In this period of seemingly unending troubles -- with an end to the Covid-19 pandemic and all the sorrows it brings us still nowhere in sight -- the celebration of such beginnings can be quite comforting. We are reminded that we, as a Church community, are not only contained in this dark period of sickness and crisis but are part of a much longer journey and that the wind that came and swept through the gathering place of the apostles and disciples continues to keep the flames of our faith ablaze.
I hope, dear readers, that we can continue to reflect and be encouraged by meaningful occasions like these. We are reminded to persevere in living the teachings of the Church, just as the believers of Christ did when they were filled by the Holy Spirit and began proclaiming the good news of salvation and redemption. This would be easier said than done today, of course, but the struggles we face - social, economic, environmental, health, and others - are all the more reasons to strive in living a life of service to our Lord and His people.
The opportunities to do so are never scarce. As a concrete example, I bring attention to the ongoing efforts in an issue that is close to my heart and is at the heart of the identity of our beloved Negros island as a clear manifestation of the beauty of God’s creation. As I have shared with you time and time again, I am part of a thriving movement for clean energy in Negros, both in terms of what our island produces and consumes.

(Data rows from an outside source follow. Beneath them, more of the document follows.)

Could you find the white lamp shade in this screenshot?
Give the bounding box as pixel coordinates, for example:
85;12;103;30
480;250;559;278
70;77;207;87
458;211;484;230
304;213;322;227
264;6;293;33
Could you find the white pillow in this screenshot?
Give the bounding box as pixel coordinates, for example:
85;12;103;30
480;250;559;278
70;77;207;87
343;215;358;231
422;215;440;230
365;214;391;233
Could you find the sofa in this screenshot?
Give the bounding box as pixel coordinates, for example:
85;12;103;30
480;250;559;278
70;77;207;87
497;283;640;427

We have learned that just three days after Pentecost Sunday, one of our province’s largest electricity distributors -- Ceneco -- would find itself an opportunity for a new beginning, with the expiration of a power supply contract from coal. Coal, as we know, is the dirtiest fossil fuel, and Ceneco in the past several years has been contracting a power plant in Cebu, built by Kepco, to supply many of our people’s electricity needs. This came at the cost of extreme pollution for Cebuanos in Naga City, whose daily reality was marred by pollution and ash from the operation of the coal-fired power plant. Today, consumers and clean energy advocates continue to appeal to Ceneco to no longer entertain the use of coal with the new power procurement schemes they intend to take up as the contract ends. The cries of our Earth and of poor and suffering peoples from the destruction caused by coal cannot be denied, and so we must extend admiration and support for those who, by leading the fight against coal, are living our faith and the care of God’s creation.

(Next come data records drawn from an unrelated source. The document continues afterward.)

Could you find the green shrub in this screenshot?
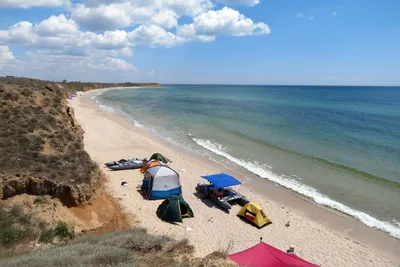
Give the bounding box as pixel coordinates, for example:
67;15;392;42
0;206;38;247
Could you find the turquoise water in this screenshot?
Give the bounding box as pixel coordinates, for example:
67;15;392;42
96;85;400;238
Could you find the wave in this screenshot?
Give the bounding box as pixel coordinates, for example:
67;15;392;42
96;100;115;113
191;136;400;239
133;120;146;129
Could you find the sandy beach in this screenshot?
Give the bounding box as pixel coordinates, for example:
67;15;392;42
69;91;400;267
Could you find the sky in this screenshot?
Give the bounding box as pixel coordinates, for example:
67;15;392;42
0;0;400;86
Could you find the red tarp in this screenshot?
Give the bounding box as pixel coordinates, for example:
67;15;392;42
229;242;317;267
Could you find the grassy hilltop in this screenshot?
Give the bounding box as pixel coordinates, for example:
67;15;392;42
0;77;236;267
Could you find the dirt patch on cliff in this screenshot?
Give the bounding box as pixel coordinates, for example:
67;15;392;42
69;182;134;233
0;180;135;235
0;77;100;206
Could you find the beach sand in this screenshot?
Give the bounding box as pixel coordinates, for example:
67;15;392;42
69;92;400;267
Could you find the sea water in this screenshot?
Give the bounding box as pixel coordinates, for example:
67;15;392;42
96;85;400;238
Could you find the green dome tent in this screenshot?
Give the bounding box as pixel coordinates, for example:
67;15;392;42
157;196;194;222
149;153;170;164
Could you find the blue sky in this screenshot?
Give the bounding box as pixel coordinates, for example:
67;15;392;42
0;0;400;85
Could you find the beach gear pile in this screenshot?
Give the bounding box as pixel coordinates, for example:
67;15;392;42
105;153;317;267
104;153;194;222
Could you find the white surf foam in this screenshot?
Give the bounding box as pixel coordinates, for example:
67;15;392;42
192;138;400;239
133;120;146;129
96;100;115;112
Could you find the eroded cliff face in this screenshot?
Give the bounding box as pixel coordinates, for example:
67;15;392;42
0;77;101;206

Brothers and sisters, let us celebrate Pentecost every day by also always being on the lookout for opportunities like such to proclaim and fight for our Father’s purposes. Over two thousand years ago, the apostles and disciples of our dear Christ were joined together in fervent prayer. The walls of the room enclosing them did nothing to keep them from receiving the gift of the Holy Spirit. Much like the members of the First Church, we are contained today within walls, though for altogether different reasons. Yet, the gift of the Holy Spirit - what a gift it is! - continues to course through us today. In the same way that the Lord gathered believers from all walks of life to proclaim the good news to people of all tongues and nations, may the Holy Spirit keep us as bearers of faith and love for all for the next two thousand and more years.